Wer im Internet unterwegs ist, kennt es: Man redet mit einer Freundin darüber, eine neue Brille zu brauchen, und beim nächsten Scrollen auf Social Media bekommt man plötzlich Werbung für Optiker. Belauschen uns unsere Handys tatsächlich? Ein Team vom Bayrischen Rundfunk hat nun Programme entwickelt, um herauszufinden, ob Apps auf unseren Smartphones wirklich mithören können.
Bei „mithören“ denken die meisten an das im Smartphone integrierte Mikrophon. Tatsächlich stellt dieses aber nicht die größte Gefahr da. Auf allen iPhones und neueren Android-Handys ist das Einschalten des Mikrophones durch einen farbigen Punkt am oberen Bildschirmrand gekennzeichnet. Über das Mikrophon können Apps also zumindest nicht unbemerkt mithören.
Außerdem wären große mitgeschnittene Audio-Dateien viel zu auffällig, um sie an den Server des Abhörsystems zu senden. Dafür gibt aber es eine mögliche Lösung.

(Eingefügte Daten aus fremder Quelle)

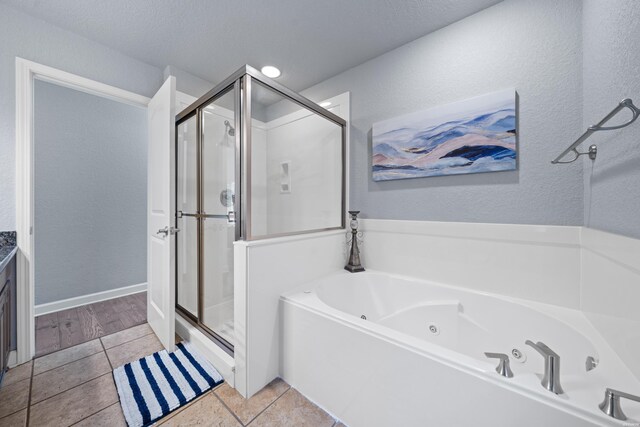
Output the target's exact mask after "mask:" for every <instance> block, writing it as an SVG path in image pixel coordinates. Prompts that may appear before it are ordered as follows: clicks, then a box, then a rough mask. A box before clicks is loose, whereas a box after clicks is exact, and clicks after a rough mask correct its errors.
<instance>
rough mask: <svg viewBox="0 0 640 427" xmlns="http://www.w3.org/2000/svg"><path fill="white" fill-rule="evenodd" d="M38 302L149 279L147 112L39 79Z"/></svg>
mask: <svg viewBox="0 0 640 427" xmlns="http://www.w3.org/2000/svg"><path fill="white" fill-rule="evenodd" d="M34 101H35V103H34V153H35V180H34V185H35V224H34V226H35V256H36V257H37V262H36V263H35V298H36V304H43V303H47V302H52V301H58V300H62V299H66V298H71V297H76V296H80V295H86V294H91V293H94V292H100V291H106V290H109V289H114V288H119V287H123V286H128V285H134V284H138V283H143V282H146V280H147V279H146V277H147V267H146V259H147V241H146V235H147V214H146V207H147V111H146V108H140V107H134V106H130V105H125V104H122V103H119V102H116V101H112V100H108V99H105V98H101V97H98V96H95V95H89V94H86V93H82V92H79V91H76V90H73V89H69V88H65V87H61V86H57V85H54V84H50V83H45V82H42V81H36V83H35V93H34Z"/></svg>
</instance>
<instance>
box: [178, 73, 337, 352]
mask: <svg viewBox="0 0 640 427" xmlns="http://www.w3.org/2000/svg"><path fill="white" fill-rule="evenodd" d="M345 137H346V129H345V121H344V120H343V119H342V118H340V117H339V116H338V115H336V114H334V113H333V112H332V111H331V108H330V107H327V108H326V109H325V108H323V107H320V106H319V105H317V104H316V103H314V102H312V101H310V100H308V99H306V98H304V97H302V96H301V95H299V94H297V93H295V92H293V91H291V90H290V89H288V88H286V87H284V86H282V85H280V84H279V83H277V82H275V81H273V80H272V79H269V78H268V77H266V76H264V75H263V74H262V73H260V72H259V71H257V70H255V69H254V68H252V67H249V66H244V67H242V68H241V69H239V70H238V71H236V72H235V73H234V74H233V75H231V76H230V77H228V78H227V79H226V80H225V81H223V82H222V83H220V84H219V85H218V86H216V87H215V88H213V89H212V90H211V91H209V92H208V93H206V94H205V95H204V96H202V97H201V98H199V99H198V100H197V101H196V102H194V103H193V104H192V105H190V106H189V107H188V108H186V109H185V110H184V111H182V112H181V113H180V114H179V115H178V116H177V118H176V156H175V158H176V163H177V164H176V208H175V209H176V218H175V227H176V228H177V229H179V230H180V232H179V233H178V236H177V239H176V263H177V265H176V310H177V311H178V312H179V313H180V314H181V315H182V316H183V317H185V318H186V319H188V320H189V321H190V322H191V323H193V324H194V325H195V326H197V327H198V328H199V329H200V330H201V331H203V332H204V333H206V334H207V335H208V336H209V337H210V338H211V339H212V340H213V341H214V342H215V343H217V344H218V345H219V346H220V347H221V348H223V349H224V350H225V351H226V352H227V353H230V354H233V349H234V344H235V342H236V339H235V335H234V310H233V307H234V257H233V253H234V251H233V243H234V242H235V241H237V240H256V239H266V238H273V237H283V236H289V235H293V234H301V233H311V232H318V231H322V230H333V229H339V228H344V226H345V219H346V218H345V211H346V200H345V192H346V188H345V186H346V176H345V174H346V172H345V171H346V165H345V159H346V152H345V149H346V141H345Z"/></svg>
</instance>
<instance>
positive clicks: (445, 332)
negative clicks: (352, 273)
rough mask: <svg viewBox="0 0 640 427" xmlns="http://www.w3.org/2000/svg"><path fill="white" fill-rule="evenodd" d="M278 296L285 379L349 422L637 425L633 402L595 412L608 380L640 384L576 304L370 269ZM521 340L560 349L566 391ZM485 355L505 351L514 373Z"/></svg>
mask: <svg viewBox="0 0 640 427" xmlns="http://www.w3.org/2000/svg"><path fill="white" fill-rule="evenodd" d="M281 299H282V307H281V308H282V333H283V341H282V342H283V344H282V345H283V348H282V350H283V351H282V367H281V371H282V376H283V377H284V379H285V380H286V381H288V382H289V383H290V384H291V385H292V386H294V387H296V388H297V389H299V390H300V391H301V392H302V393H303V394H305V395H306V396H308V397H309V398H310V399H312V400H313V401H315V402H316V403H317V404H319V405H320V406H322V407H323V408H324V409H326V410H327V411H329V412H330V413H332V414H334V415H335V416H336V417H337V418H339V419H341V420H343V422H344V423H345V424H347V425H349V426H352V427H358V426H366V427H369V426H458V425H459V426H467V425H476V426H478V425H480V426H511V425H518V426H528V425H530V426H540V425H553V426H556V425H557V426H563V427H565V426H585V425H627V426H629V425H640V424H637V423H638V421H637V420H640V405H637V404H636V403H634V402H626V401H623V402H622V403H623V409H624V411H625V413H626V414H627V416H628V417H629V420H627V421H626V422H621V421H616V420H614V419H612V418H609V417H607V416H606V415H604V414H603V413H602V412H601V411H600V410H599V409H598V404H599V403H600V402H601V401H602V399H603V397H604V390H605V388H606V387H611V388H617V389H620V390H623V391H628V392H630V393H635V394H637V393H638V391H640V383H639V382H638V379H637V378H635V377H634V376H633V374H632V373H631V372H630V371H629V370H628V369H627V367H626V366H625V365H624V364H623V363H622V361H621V360H620V359H619V358H618V356H617V355H616V354H615V353H614V352H613V351H612V350H611V349H610V348H609V346H608V345H607V343H606V342H605V341H604V340H603V339H602V337H601V336H600V335H599V334H598V333H597V332H596V331H595V329H594V328H593V327H592V326H591V324H590V323H589V322H588V320H587V319H586V318H585V316H584V315H583V314H582V313H581V312H579V311H576V310H570V309H566V308H561V307H557V306H550V305H545V304H540V303H532V302H529V301H523V300H517V299H514V298H505V297H501V296H496V295H490V294H484V293H476V292H472V291H470V290H466V289H462V288H456V287H451V286H446V285H442V284H437V283H432V282H427V281H420V280H414V279H410V278H403V277H399V276H392V275H388V274H384V273H376V272H365V273H357V274H350V273H347V272H340V273H337V274H335V275H332V276H330V277H326V278H324V279H321V280H318V281H315V282H312V283H308V284H306V285H304V286H303V287H301V288H300V289H297V290H296V291H294V292H289V293H286V294H284V295H282V298H281ZM527 339H529V340H531V341H534V342H537V341H542V342H544V343H545V344H547V345H548V346H549V347H550V348H551V349H552V350H554V351H555V352H556V353H558V354H559V355H560V357H561V364H560V379H561V384H562V387H563V388H564V391H565V393H564V394H561V395H555V394H553V393H551V392H549V391H547V390H545V389H544V388H543V387H542V386H541V384H540V379H541V377H542V374H543V371H544V362H543V358H542V356H541V355H540V354H538V353H537V352H536V351H535V350H534V349H533V348H531V347H529V346H527V345H525V341H526V340H527ZM513 349H517V350H518V351H519V352H520V353H521V355H522V356H521V357H520V359H516V358H515V357H513V356H512V350H513ZM485 352H499V353H506V354H509V355H510V361H511V368H512V370H513V373H514V377H513V378H504V377H502V376H500V375H498V373H496V371H495V370H494V369H495V367H496V366H497V363H498V362H497V360H495V359H487V358H486V357H485V356H484V353H485ZM588 356H592V357H594V358H595V359H596V360H598V361H599V364H598V366H597V367H596V368H595V369H593V370H591V371H589V372H587V371H586V369H585V361H586V359H587V357H588Z"/></svg>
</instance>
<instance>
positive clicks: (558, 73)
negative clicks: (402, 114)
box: [303, 0, 583, 225]
mask: <svg viewBox="0 0 640 427" xmlns="http://www.w3.org/2000/svg"><path fill="white" fill-rule="evenodd" d="M581 7H582V2H581V1H575V0H571V1H562V2H558V1H554V0H542V1H535V2H534V1H526V0H509V1H504V2H502V3H499V4H497V5H495V6H492V7H490V8H488V9H485V10H483V11H481V12H479V13H477V14H475V15H472V16H470V17H468V18H465V19H463V20H462V21H459V22H456V23H454V24H452V25H449V26H448V27H445V28H443V29H441V30H438V31H436V32H434V33H431V34H429V35H426V36H424V37H422V38H420V39H417V40H415V41H413V42H411V43H408V44H406V45H404V46H401V47H399V48H397V49H394V50H392V51H390V52H388V53H386V54H383V55H381V56H379V57H377V58H374V59H372V60H370V61H368V62H366V63H364V64H361V65H359V66H357V67H354V68H352V69H350V70H347V71H345V72H343V73H341V74H339V75H337V76H334V77H332V78H330V79H328V80H326V81H324V82H321V83H319V84H318V85H316V86H313V87H311V88H309V89H307V90H305V91H303V95H305V96H307V97H309V98H311V99H314V100H320V99H324V98H328V97H329V96H332V95H334V94H336V93H341V92H345V91H351V103H352V104H351V105H352V117H351V118H352V121H351V144H352V147H351V153H350V154H351V159H352V160H351V167H352V169H351V199H350V201H351V207H352V208H353V209H359V210H361V211H362V216H363V218H377V219H405V220H430V221H461V222H487V223H519V224H523V223H524V224H550V225H581V224H582V210H583V183H582V168H581V167H580V165H579V164H574V165H570V166H564V167H558V166H554V165H551V164H550V161H551V160H552V159H553V157H554V156H555V155H556V154H557V153H558V152H560V151H561V150H562V149H564V147H565V145H566V144H568V143H569V142H570V141H572V140H573V139H574V138H575V137H576V135H578V134H579V133H580V132H581V131H582V111H581V108H580V105H581V100H582V18H581ZM507 88H515V89H516V90H517V91H518V95H519V141H518V144H519V145H518V147H519V159H518V164H519V166H518V170H517V171H513V172H499V173H487V174H473V175H458V176H449V177H436V178H424V179H410V180H402V181H387V182H373V181H372V180H371V135H370V131H371V126H372V124H373V123H374V122H377V121H379V120H383V119H388V118H391V117H395V116H398V115H401V114H404V113H408V112H412V111H416V110H420V109H424V108H428V107H435V106H438V105H442V104H446V103H449V102H453V101H458V100H462V99H466V98H470V97H473V96H477V95H481V94H485V93H488V92H492V91H496V90H500V89H507Z"/></svg>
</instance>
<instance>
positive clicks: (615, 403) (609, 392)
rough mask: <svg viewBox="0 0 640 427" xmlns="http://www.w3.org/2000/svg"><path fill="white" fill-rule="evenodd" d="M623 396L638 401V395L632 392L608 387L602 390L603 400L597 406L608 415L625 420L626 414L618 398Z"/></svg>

Die sogenannte on-device speech recognition ist eine Software, die auf dem Mobilgerät das Gesagte in Textdateien umwandelt. Diese Softwares sind längst in Verwendung, jedes moderne Smartphone enthält eine Diktierfunktion. Mittlerweile sind sie auch in der Lage, in einer lauten Umgebung wie beispielsweise einem öffentlichen Ort eine einzlene Stimme herauszufiltern.
Das ist grundsätzlich eine nützliche Funktion des Smartphones, birgt aber gleichzeitig eine große Gefahr: Textdateien sind unauffälliger und kleiner, deshalb könnten die Apps sie leichter an externe Server senden. So könnten Smarthone-Apps unsere Gespräche mithören, sie in Text konvertieren und dann weiter verarbeiten.
Apps können über Bewegungssensoren mithören
Allerdings – das dürfte der springende Punkt sein – enthalten Smartphones auch jede Menge anderer Sensoren, unter anderem zum Erkennen von Bewegungen. Die Nutzer:innen müssen dabei keine Erlaubnis erteilen, damit Apps auf diese Sensoren zugreifen zu können. Mit ihrer Hilfe können Apps mithören, auch wenn sie im Hintergrund laufen oder der Bildschirm abgeschalten ist.
Beim Telefonieren über den Lautsprecher, beim Abhören von Sprachnotizen oder beim Musikhören konnte das Team vom Bayrischen Rundfunk deutliche Ausschläge des Signals erkennen. Aus den aufgezeichneten Daten könnten dann Wörter rekonstruiert werden. Außerdem stellte eine anderes Rechercheteam fest, dass sie mithilfe dieser Daten auch auf das Geschlecht der Handybesitzerin oder des Handybesitzers schließen und schließlich auch die Person identifiziert können.
TU Berlin: Apps können Daten zum Standort, Gesundheitszustand oder Geschlecht erkennen
Die Bewegungssensoren sind auch bei ausgeschalteter Standortverfolgung aktiv. Über Bewegungssensoren könnten Apps also unbemerkt mithören und Daten abgreifen. Sie könnten zum Beispiel am Brems- und Beschleunigungsverhalten erkennen, mit wem die Nutzer:innen gerade im Auto oder in der U-Bahn sitzen. Eine Studie der TU Berlin geht sogar soweit zu behaupten, dass Apps allein anhand der dieser Daten Standort, Aktivität, Gesundheitszustand, Körpereigenschaften, Geschlecht, Alter, Persönlichkeitsmerkmale und sogar Stimmung der Besitzer:innen erkennen könnten.
Die Signale könnten auch verwendet werden, um einen ins Handy eingegebenen Text zu rekonstruieren, wie zum Beispiel Passwörter.
Dennoch bleibt es unklar, ob Apps all diese Möglichkeiten auch wirklich nutzen. Auch das Team vom Bayrischen Rundfunk kann dies nicht eindeutig feststellen. Das Problem ist, dass Apps jederzeit wissen können, ob jemand sie beobachtet. Deshalb könnten sie sich anders verhalten, um beim „Abhören“ nicht erwischt zu werden.